Considering how well current day cyclists have self-administered blood transfusions we know why.
 
AngusW said:
I heard it was Bartali that searched Coppi's room.

The link is to Wikipedia, so who knows how accurate that is?

It is accurate. I have the same story in "Le Lion de Toscane - La véridique histoire de Gino Bartali" by Jean-Paul Ollivier (famous commentator on the French TV).

He also mentions the story of Gino seeing Coppi drinking from a flask during a race and throwing it away, Gino taking note of where the flask laid, getting back to it a few days later, finding it back, having it analyzed and having it tested by his gregario, Primo Volpi and the latter saying "I'm not riding anymore, I'm flying".

AngusW said:
Didn't Merckx test positive for PEDs at the 1969 Giro d'Italia and the 1973 Giro di Lombardia? And I thought he tested positive (along with a whole lot of other cyclists) at the 1975 Fleche Wallonne and that his 1977 positive test was at the Tour of Belgium.

Savona 1969, I've told that story many times on several forums and to many people irl. The tests were not valid. They were carried out by a mobile lab from the Giro organization that followed the race and that was not sanctioned by the UCI. Merckx had no possibility of second assessment as was often the case in those early days of antidoping (Janssen, Motta and Karstens were trapped the same way). Riders could not defend themselves, unlike today. The fundementals of justice were scorned in Savona. And most of all, when UCI President Rodoni started his investigation, the two tested samples mysteriously disappeared, as if there was something to hide. It was just the case of Torriani wanting Merckx out, just like he wanted to prevent Fignon from winning the Giro in 1984. He also wanted to buy Merckx's retirement (the "Man with a Suitcase", that was Rudi Altig, friend of Merckx's).

(my source is Théo Mathy, former commentator on RTBF)

Lombardy 1973, he was caught for ... syrup. He raced the Coppa Agostoni, a few days before and it rained cats and dogs. Consequently, he had a start of bronchitis and took syrup. Mucantyl is part of syrup. You'd tell me he should have asked for a TUE but again, I don't know anybody who has disputed that version 40 years after. Mucantyl is by the way no longer on the list of banned substance today.

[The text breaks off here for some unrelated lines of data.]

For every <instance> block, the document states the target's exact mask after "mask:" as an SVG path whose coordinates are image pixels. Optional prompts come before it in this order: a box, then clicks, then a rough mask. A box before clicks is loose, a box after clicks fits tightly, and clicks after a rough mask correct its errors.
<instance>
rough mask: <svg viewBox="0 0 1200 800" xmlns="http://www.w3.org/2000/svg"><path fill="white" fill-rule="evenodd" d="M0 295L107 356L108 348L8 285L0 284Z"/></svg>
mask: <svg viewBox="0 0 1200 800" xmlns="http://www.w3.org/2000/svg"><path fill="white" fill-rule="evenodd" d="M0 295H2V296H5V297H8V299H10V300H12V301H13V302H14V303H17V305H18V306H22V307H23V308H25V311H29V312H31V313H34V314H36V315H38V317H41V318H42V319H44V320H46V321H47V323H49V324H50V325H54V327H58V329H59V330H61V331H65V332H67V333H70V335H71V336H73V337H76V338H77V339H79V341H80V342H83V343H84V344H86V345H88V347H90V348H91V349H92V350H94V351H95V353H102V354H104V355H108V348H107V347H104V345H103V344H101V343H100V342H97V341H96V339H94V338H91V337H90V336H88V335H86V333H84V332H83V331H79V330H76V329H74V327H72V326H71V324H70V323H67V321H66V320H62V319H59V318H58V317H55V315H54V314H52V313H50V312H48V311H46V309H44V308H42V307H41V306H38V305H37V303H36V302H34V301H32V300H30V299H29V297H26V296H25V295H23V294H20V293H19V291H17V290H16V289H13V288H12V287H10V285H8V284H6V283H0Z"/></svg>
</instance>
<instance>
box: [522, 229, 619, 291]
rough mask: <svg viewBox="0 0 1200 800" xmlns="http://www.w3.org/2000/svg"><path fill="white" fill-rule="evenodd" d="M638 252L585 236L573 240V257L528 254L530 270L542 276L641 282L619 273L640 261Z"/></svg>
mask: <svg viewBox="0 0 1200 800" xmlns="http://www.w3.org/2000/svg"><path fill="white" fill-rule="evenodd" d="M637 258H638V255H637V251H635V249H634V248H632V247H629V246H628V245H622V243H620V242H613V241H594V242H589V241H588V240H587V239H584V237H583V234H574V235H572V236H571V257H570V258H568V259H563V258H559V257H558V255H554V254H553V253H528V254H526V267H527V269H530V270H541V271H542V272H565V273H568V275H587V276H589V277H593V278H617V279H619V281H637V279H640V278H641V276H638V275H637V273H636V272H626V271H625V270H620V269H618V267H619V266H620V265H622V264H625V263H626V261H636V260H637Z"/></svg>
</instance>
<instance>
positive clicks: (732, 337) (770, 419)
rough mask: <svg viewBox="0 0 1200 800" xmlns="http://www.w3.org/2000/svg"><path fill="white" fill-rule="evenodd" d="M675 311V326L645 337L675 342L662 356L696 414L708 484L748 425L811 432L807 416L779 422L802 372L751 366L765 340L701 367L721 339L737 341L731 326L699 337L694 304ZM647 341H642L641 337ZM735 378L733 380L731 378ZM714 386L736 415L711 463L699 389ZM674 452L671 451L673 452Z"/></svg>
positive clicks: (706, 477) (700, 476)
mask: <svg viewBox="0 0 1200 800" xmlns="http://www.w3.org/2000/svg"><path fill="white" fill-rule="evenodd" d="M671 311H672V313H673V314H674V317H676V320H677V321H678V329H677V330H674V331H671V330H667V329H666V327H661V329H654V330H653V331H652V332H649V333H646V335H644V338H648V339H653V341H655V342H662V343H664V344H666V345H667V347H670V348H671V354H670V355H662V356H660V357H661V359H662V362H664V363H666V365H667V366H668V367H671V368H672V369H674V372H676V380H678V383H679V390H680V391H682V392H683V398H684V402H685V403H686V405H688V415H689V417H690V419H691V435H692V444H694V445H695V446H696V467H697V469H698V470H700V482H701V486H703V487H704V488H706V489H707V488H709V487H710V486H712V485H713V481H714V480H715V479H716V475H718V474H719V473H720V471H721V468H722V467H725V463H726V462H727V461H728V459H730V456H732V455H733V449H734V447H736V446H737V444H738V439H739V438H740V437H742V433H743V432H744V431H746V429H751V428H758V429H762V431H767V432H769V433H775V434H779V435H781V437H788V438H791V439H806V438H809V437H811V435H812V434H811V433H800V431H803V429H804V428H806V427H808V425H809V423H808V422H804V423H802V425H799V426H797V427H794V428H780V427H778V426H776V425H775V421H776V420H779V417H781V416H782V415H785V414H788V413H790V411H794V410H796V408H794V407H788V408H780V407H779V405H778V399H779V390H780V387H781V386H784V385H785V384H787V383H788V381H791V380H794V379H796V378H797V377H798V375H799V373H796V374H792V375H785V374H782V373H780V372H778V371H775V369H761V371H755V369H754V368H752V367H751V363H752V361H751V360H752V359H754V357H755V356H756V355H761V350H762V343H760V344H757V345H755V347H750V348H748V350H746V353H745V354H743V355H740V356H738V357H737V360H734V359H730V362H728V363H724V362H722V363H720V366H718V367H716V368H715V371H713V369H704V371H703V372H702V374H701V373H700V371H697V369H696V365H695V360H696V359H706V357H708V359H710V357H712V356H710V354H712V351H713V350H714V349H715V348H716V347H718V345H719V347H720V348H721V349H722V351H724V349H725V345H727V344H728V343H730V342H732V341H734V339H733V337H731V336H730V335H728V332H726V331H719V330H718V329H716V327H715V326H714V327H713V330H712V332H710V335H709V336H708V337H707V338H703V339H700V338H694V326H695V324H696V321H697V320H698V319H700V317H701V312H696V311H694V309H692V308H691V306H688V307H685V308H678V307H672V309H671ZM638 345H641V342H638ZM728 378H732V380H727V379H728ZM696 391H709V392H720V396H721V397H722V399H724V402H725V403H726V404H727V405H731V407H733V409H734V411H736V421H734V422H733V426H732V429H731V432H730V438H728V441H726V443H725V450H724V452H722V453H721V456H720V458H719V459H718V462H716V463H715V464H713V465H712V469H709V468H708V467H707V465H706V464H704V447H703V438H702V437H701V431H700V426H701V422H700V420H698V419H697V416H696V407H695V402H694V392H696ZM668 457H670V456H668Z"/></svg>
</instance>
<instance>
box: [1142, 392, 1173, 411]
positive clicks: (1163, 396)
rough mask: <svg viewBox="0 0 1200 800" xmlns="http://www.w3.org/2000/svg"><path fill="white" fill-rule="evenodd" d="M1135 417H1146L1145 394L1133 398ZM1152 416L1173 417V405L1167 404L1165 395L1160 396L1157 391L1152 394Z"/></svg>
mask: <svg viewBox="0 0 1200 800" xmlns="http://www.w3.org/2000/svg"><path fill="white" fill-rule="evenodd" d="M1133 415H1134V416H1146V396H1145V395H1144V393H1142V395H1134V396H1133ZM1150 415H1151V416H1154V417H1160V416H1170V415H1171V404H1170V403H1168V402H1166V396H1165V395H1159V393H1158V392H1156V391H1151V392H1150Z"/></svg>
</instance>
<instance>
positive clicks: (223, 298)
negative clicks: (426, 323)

In the Arrow 1975, he finished 3rd behind Dierickx and Verbeeck. Nothing happened. That's a mistake.

In 1977, there was a whole blitz on 3 races: Tour of Flanders, Tour of Belgium and the Arrow. The Belgian Fed behaved hypocritly claiming that stimul was undetectable while it was and letting the riders use it. Only the Italians knew it was. Freddy Maertens was caught in all three races, Walter Planckaert and Sybille at the Tour of Flanders, Pollentier and Michel Rottier at the Tour of Belgium and Merckx and Teirlinck at the Arrow.
 
Echoes said:
The Belgian Fed behaved hypocritly claiming that stimul was undetectable while it was and letting the riders use it. Only the Italians knew it was. Freddy Maertens was caught in all three races, Walter Planckaert and Sybille at the Tour of Flanders, Pollentier and Michel Rottier at the Tour of Belgium and Merckx and Teirlinck at the Arrow.
Kudos to the Belgian Federation then for doing things properly. I wish the UCI did the same today, instead of their current "microdosing is still undetectable, wink wink... but seriously don't do it" shenanigans.